2. Take Time To Assess What Your Report Says

You may well be in for a shock once you actually get your reports.  Don’t be frightened or put off by what you see.  Take down the details, make a careful note of the facts and ensure that what is written is absolutely correct.  Look for accounts or entries that are not related you, note incorrect information about late payments but crucially, confirm the details that you know to be correct.

3. Start a Dispute For Incorrect Entries

You are perfectly within your rights to challenge entries in your credit report.  Normally each bureau provides information about dispute resolution and it’s good advice to follow this as part of your action plan.

If that’s not possible, you should write a formal letter to the particular credit office and include a copy of your credit report in order that they know what you are challenging.

4. Try To Get Past Accounts Up To Date

Your credit score is largely affected by your payment history.  Poor payment records or outstanding creditors can severely affect your score.  Taking action here is paramount to improving your score.Only with concerted action and communication with your creditors are you likely to be able to get them to file a notice to delete the record from your history

Contact the companies concerned and see if you can negotiate preferential payment terms.

Then ask your creditor to note your account as ‘current’ or ‘paid’.  That will go a long way to removing that entry from your record.

5. Manage Your Debt

If you are someone who has abused borrowing facilities before, do everything you can to get your debt levels down to reasonable levels.
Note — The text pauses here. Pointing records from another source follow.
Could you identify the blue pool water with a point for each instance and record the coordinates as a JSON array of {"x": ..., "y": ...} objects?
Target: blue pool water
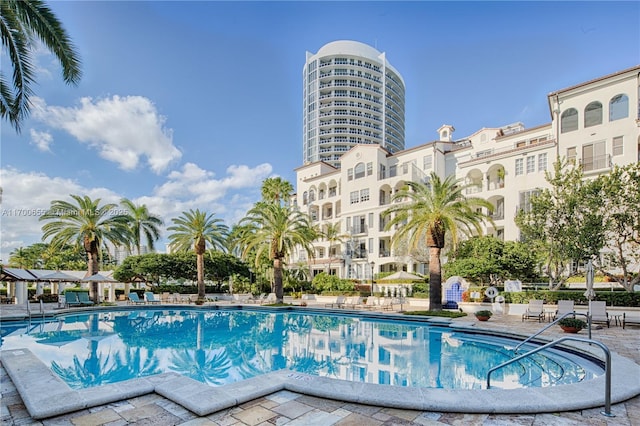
[{"x": 223, "y": 346}]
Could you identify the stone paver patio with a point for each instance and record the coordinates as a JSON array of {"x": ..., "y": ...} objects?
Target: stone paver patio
[{"x": 290, "y": 408}]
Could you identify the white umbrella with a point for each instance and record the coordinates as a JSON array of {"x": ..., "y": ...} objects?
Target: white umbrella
[{"x": 98, "y": 277}]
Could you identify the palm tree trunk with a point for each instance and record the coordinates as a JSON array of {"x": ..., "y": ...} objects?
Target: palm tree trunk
[
  {"x": 200, "y": 267},
  {"x": 91, "y": 248},
  {"x": 277, "y": 279},
  {"x": 435, "y": 279}
]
Most don’t realise that up to 30% of your credit score is related to your current debt as a percentage of your available credit.
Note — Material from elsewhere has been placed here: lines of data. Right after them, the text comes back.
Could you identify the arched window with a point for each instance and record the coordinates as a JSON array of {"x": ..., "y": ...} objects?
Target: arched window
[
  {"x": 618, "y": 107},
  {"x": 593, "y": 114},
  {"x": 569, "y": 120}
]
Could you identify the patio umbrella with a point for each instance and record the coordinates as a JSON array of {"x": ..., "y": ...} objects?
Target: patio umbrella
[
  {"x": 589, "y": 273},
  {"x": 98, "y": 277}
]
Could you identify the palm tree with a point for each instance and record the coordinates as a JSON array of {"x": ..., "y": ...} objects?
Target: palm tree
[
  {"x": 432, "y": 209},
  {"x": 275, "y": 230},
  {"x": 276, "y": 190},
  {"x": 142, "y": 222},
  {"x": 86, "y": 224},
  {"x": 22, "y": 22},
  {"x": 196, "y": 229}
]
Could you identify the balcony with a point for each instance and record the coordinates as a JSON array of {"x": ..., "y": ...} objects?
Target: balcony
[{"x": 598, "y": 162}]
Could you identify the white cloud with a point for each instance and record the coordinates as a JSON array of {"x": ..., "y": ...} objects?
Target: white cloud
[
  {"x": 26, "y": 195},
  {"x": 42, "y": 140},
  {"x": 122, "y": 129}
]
6. Try To Find New Ways of Borrowing Sensibly

When you have managed to sort out your current problems, spend time getting positive information added to your entries.

 Maintain your credit balances below permitted levels and ensure that you make your payments on time.

If you can, seek new credit but don’t overdo the applications.  Initially, just make one request for new credit then sit back and wait to see what response you get.  If you continually make new applications that fail, this will be recorded against your record and is likely to go against you.

This is the point where you may wish to look at forms of debt consolidation such as cheap personal eloans .If you are a home owner you should take time to look for the best zero down interest only loans to see if you can consolidate your debt by borrowing against your property.

Look also at your annual fixed costs especially insurance policies for the home and car.  Choose from cheap car insurance quotes for first time drivers . 

7. Seek Out Debt Professionals To Help You

If you feel like you’re sinking then seek out extra help. Help is never far away and there are many debt counselling professionals with many contacts who will be prepared to help you.

This is important if your creditors aren’t prepared to work with you or you cannot face up to your debt problems yourself.